About Pyroscope configurations

You can configure Pyroscope via a (YAML-based) configuration file or CLI (command-line-interface) flags. It is best to specify your configuration via the configuration file rather than CLI flags. Every parameter that is set in the configuration file can also be set via a corresponding CLI flag. If you specify both CLI flags and configuration parameters, CLI flags take precedence over corresponding values in a configuration file. You can specify the configuration file by using the -config.file CLI flag.

To see the CLI flags that you need to get started with Pyroscope, run the pyroscope -help command.

To see the current configuration state of any component, use the /api/v1/status/config HTTP API endpoint.

Operational considerations

It is recommended to use a single configuration file and either pass it to all replicas of Pyroscope (if you are running multiple single-process Pyroscope replicas) or to all components of Pyroscope (if you are running Pyroscope as microservices).
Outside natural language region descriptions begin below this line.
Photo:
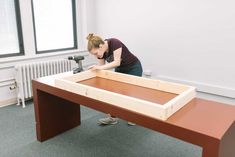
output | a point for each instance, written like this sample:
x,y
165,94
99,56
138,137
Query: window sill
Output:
x,y
9,61
38,56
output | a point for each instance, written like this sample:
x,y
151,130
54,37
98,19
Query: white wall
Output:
x,y
85,24
186,41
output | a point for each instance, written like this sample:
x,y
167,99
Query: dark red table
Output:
x,y
208,124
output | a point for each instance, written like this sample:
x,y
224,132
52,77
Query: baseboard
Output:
x,y
203,87
8,102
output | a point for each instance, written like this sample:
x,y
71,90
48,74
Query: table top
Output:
x,y
203,116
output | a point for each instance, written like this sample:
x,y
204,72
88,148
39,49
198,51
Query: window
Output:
x,y
11,40
54,25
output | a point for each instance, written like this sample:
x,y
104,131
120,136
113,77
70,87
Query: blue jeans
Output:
x,y
133,69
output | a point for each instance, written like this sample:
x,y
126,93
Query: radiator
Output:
x,y
25,73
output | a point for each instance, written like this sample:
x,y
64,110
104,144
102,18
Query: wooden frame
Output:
x,y
184,93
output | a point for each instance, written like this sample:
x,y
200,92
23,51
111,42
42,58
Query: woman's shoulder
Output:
x,y
113,40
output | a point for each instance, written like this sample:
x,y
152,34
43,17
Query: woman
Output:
x,y
117,56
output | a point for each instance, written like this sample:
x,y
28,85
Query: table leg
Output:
x,y
222,148
54,115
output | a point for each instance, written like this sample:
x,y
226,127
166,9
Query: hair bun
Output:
x,y
89,37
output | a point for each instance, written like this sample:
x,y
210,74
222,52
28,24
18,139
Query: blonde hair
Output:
x,y
94,41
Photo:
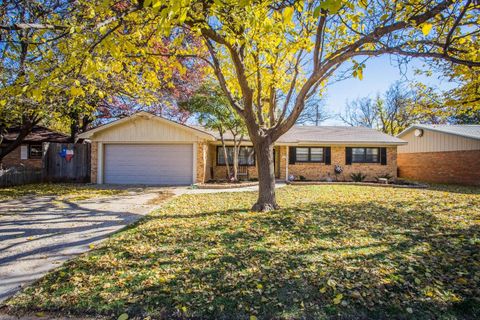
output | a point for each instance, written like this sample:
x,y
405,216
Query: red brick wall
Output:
x,y
320,171
13,160
457,167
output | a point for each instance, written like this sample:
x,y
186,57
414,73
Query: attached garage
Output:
x,y
155,164
147,149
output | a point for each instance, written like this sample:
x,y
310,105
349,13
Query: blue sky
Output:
x,y
378,75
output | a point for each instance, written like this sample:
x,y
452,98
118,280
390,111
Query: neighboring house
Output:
x,y
29,153
147,149
441,154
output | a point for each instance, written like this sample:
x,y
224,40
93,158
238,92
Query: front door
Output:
x,y
276,163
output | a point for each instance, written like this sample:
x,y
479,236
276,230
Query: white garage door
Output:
x,y
160,164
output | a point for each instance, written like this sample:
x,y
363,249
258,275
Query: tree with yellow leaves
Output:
x,y
269,57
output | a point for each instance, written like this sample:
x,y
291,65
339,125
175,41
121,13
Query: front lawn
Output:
x,y
330,252
70,191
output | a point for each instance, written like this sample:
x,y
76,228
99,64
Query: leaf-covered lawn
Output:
x,y
69,191
332,251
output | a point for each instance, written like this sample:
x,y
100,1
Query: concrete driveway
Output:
x,y
38,234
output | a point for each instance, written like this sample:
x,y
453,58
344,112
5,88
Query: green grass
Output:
x,y
330,252
70,191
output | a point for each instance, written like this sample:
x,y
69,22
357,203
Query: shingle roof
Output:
x,y
38,134
330,135
465,130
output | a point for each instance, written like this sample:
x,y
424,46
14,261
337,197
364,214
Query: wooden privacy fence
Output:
x,y
18,176
66,162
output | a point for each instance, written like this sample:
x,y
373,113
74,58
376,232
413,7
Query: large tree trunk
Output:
x,y
266,176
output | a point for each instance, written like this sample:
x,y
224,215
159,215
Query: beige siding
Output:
x,y
433,141
143,129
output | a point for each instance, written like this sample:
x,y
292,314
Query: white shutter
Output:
x,y
23,152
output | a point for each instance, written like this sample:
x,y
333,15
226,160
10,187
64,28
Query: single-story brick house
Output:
x,y
441,154
29,153
147,149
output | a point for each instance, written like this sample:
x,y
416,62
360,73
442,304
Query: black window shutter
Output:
x,y
328,157
348,155
292,155
383,156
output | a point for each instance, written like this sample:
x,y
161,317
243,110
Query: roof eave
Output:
x,y
342,143
90,133
435,130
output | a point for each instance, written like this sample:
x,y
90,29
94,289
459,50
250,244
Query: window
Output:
x,y
365,155
35,151
309,154
246,156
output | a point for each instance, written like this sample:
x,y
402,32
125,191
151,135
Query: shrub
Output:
x,y
358,177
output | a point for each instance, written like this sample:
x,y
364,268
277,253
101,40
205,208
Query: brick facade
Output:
x,y
93,162
459,167
321,171
317,171
13,160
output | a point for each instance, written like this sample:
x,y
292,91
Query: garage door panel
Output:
x,y
148,164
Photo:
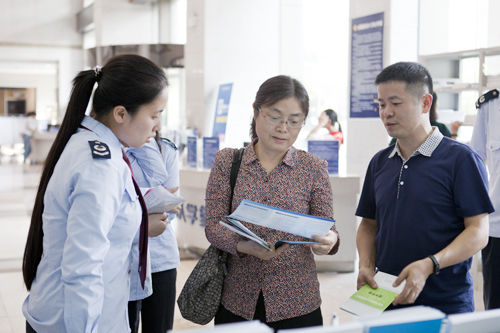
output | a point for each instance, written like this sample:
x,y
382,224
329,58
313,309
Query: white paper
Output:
x,y
282,220
159,199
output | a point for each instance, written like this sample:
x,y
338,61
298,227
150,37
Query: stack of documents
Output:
x,y
484,322
158,200
277,219
371,302
254,326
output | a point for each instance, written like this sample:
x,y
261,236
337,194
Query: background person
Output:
x,y
278,287
424,203
87,209
328,120
156,164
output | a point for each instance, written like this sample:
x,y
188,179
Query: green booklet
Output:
x,y
370,302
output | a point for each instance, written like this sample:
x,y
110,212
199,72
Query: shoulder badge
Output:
x,y
99,149
492,94
170,143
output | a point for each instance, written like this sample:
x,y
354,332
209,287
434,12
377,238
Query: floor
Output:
x,y
18,185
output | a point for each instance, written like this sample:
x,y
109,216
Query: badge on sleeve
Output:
x,y
99,149
492,94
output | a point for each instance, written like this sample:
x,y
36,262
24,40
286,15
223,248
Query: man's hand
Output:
x,y
415,275
327,242
365,276
256,250
157,224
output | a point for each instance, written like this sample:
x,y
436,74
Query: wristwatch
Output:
x,y
436,264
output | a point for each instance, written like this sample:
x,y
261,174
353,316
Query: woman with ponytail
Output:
x,y
87,210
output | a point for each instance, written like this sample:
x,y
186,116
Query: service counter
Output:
x,y
41,142
191,221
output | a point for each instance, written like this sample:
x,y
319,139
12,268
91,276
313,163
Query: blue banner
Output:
x,y
367,45
210,147
192,153
222,109
327,150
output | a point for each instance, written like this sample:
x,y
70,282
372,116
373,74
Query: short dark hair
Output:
x,y
332,115
274,90
417,77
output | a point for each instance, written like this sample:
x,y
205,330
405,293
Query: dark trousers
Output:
x,y
157,310
491,274
29,329
224,316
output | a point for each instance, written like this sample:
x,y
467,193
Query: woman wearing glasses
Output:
x,y
279,287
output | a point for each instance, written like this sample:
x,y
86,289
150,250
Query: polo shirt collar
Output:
x,y
105,134
426,148
250,156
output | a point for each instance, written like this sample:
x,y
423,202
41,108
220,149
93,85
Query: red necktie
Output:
x,y
143,237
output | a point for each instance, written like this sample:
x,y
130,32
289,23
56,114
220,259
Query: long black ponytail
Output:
x,y
127,80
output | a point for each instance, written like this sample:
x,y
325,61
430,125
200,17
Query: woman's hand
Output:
x,y
327,243
256,250
157,224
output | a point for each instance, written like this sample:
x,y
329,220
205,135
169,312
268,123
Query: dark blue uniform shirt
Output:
x,y
419,206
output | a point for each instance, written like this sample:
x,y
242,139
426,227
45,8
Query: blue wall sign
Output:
x,y
222,109
367,45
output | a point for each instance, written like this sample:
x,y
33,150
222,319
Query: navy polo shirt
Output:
x,y
419,206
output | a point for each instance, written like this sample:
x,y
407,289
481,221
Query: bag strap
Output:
x,y
235,168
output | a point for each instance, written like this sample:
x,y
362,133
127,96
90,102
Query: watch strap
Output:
x,y
436,264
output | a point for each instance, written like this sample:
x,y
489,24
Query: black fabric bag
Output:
x,y
200,297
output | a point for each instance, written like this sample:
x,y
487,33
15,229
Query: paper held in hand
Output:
x,y
158,200
278,219
370,302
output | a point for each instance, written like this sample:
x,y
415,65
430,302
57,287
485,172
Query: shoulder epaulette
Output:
x,y
170,143
99,149
492,94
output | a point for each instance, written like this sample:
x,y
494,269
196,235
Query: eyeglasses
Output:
x,y
294,123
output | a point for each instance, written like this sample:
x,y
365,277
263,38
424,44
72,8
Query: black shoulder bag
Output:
x,y
200,297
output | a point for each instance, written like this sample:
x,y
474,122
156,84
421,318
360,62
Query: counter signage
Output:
x,y
210,147
327,150
221,109
192,153
367,44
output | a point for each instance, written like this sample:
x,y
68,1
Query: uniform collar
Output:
x,y
426,148
250,156
105,134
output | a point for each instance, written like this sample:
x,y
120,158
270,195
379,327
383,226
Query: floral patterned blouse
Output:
x,y
288,282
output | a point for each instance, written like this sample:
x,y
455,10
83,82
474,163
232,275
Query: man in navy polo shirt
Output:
x,y
424,204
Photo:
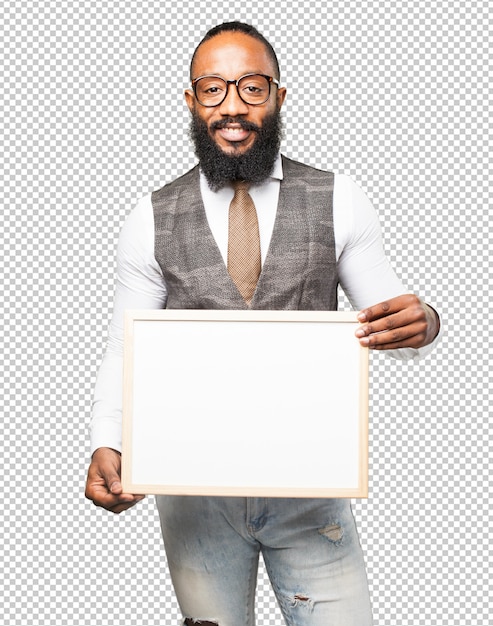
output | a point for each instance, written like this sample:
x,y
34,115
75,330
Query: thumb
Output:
x,y
114,484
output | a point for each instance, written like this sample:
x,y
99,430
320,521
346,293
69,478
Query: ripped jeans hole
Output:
x,y
333,532
302,601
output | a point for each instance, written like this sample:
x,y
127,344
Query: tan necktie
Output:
x,y
244,262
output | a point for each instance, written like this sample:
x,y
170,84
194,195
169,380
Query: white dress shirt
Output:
x,y
364,273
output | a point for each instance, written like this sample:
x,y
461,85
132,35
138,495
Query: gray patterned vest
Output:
x,y
300,269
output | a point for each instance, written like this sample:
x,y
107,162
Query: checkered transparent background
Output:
x,y
92,118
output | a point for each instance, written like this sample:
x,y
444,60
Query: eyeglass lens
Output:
x,y
212,90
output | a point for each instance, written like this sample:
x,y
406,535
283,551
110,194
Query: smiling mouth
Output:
x,y
233,133
234,130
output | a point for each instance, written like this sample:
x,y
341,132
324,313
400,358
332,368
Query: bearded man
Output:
x,y
314,230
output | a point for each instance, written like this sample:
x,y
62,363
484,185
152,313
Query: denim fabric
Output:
x,y
310,548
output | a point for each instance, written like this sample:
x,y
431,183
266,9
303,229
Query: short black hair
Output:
x,y
238,27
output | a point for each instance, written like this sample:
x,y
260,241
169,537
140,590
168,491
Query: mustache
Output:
x,y
235,120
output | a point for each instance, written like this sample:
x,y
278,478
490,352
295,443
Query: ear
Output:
x,y
190,99
281,96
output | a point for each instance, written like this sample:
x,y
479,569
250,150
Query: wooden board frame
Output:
x,y
286,418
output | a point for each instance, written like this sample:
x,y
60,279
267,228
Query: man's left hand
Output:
x,y
402,322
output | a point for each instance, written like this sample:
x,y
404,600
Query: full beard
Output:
x,y
253,166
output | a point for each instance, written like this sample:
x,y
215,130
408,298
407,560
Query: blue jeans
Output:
x,y
310,548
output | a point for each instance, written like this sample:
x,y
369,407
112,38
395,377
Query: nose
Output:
x,y
233,105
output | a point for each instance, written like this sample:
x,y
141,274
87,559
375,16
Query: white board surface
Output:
x,y
257,403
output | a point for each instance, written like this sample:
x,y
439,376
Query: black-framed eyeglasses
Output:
x,y
253,89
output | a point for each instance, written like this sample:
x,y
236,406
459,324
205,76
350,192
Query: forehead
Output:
x,y
232,54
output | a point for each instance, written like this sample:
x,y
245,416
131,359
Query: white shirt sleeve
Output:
x,y
364,270
139,285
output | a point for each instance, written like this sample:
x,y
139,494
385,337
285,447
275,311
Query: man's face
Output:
x,y
231,55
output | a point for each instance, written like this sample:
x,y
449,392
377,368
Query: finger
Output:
x,y
388,307
410,336
116,504
396,321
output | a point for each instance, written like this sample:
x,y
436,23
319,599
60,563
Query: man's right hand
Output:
x,y
103,484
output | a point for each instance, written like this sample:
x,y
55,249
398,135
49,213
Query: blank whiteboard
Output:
x,y
245,403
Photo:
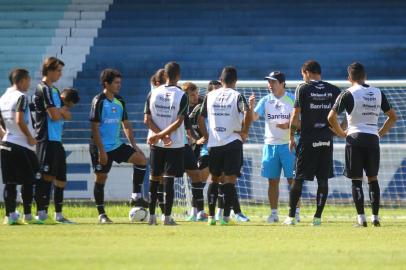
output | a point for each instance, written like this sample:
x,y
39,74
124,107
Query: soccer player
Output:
x,y
229,117
18,147
276,109
50,114
165,111
313,100
108,116
362,104
197,212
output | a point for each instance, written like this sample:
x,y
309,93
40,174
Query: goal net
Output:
x,y
252,187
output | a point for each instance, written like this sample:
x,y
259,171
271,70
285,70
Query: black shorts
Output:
x,y
226,159
19,165
120,154
190,159
52,159
359,159
167,161
313,159
203,162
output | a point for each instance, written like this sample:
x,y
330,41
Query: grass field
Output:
x,y
254,245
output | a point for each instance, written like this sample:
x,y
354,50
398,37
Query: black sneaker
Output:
x,y
376,223
139,203
104,219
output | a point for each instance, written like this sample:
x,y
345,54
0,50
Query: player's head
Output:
x,y
192,91
70,97
276,83
172,71
311,70
52,68
111,80
213,85
229,76
158,79
356,73
20,78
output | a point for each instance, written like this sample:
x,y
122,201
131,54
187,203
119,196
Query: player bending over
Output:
x,y
107,116
362,104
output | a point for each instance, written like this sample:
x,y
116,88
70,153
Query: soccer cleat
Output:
x,y
240,217
316,221
191,218
152,220
104,219
273,219
201,216
289,221
169,221
139,203
211,221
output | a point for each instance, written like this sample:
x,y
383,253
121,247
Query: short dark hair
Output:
x,y
51,64
312,66
229,75
17,75
108,75
356,71
158,77
172,70
71,95
212,85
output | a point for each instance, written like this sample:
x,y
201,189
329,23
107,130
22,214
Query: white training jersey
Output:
x,y
367,106
224,111
275,110
165,104
11,102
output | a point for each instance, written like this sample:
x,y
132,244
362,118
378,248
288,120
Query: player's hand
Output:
x,y
201,141
31,141
167,140
292,145
251,101
283,126
103,157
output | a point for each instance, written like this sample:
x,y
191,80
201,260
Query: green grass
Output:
x,y
255,245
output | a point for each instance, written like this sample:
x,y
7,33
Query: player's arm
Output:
x,y
22,106
95,120
391,116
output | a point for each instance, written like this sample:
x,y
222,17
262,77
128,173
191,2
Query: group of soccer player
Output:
x,y
202,137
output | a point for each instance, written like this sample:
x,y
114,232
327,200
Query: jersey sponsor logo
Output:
x,y
320,144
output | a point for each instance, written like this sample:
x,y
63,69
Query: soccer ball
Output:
x,y
138,214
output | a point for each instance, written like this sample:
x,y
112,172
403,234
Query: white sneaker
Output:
x,y
289,221
272,218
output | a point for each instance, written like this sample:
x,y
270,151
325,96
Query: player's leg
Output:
x,y
354,165
372,170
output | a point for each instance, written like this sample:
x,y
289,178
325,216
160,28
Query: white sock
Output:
x,y
136,196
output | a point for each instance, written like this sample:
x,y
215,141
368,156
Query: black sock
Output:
x,y
161,199
212,194
220,198
10,197
26,195
236,206
154,196
229,198
58,199
169,194
294,196
198,198
138,177
358,196
99,197
374,196
321,198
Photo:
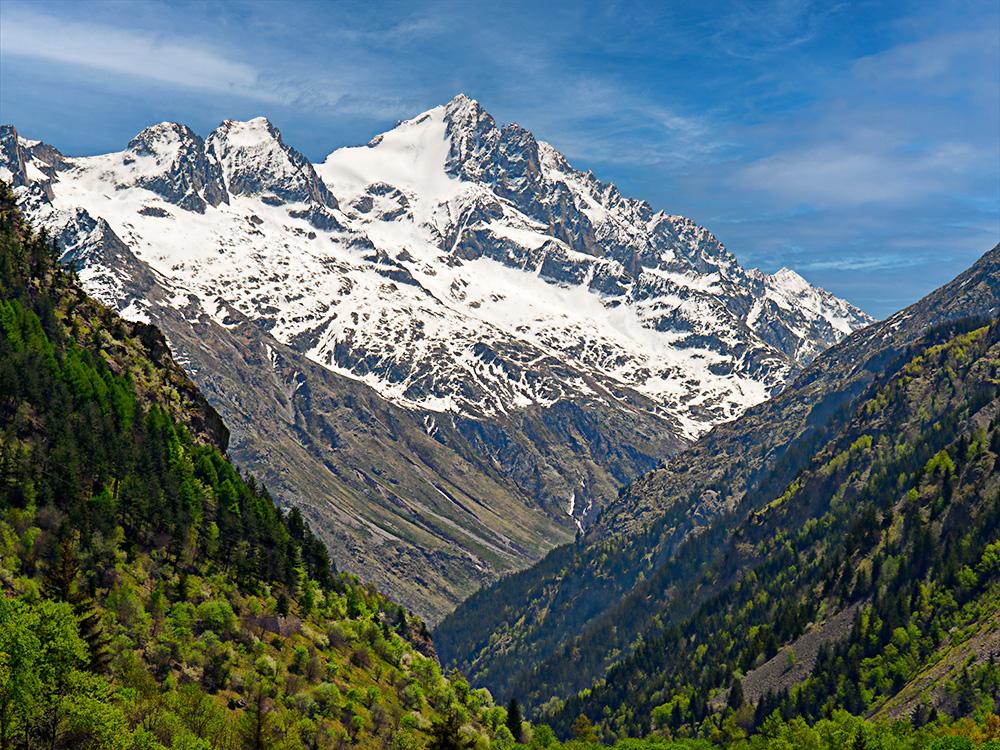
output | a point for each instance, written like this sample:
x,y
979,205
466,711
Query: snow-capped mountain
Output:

If you are running Pyroscope on Kubernetes, you can achieve this by storing the configuration file in a ConfigMap and mounting it in each Pyroscope container.

This helps avoid a common misconfiguration pitfall: while certain configuration parameters might look like they’re only needed by one type of component, they might in fact be used by multiple components. For example, the -distributor.replication-factor CLI flag is not only required by ingesters, but also by distributors and queriers.

By using a single configuration file, you ensure that each component gets all of the configuration that it needs without needing to track which parameter belongs to which component. There is no harm in passing a configuration that is specific to one component (such as an ingester) to another component (such as a querier). In such case, the configuration is simply ignored.

If necessary, you can use advanced CLI flags to override specific values on a particular Pyroscope component or replica. This can be helpful if you want to change a parameter that is specific to a certain component, without having to do a full restart of all other components.

The most common use case for CLI flags is to use the -target flag to run Pyroscope as microservices. By setting the -target CLI flag, all Pyroscope components share the same configuration file, but you can make them behave as a given component by specifying a -target command-line value, such as -target=ingester or -target=querier.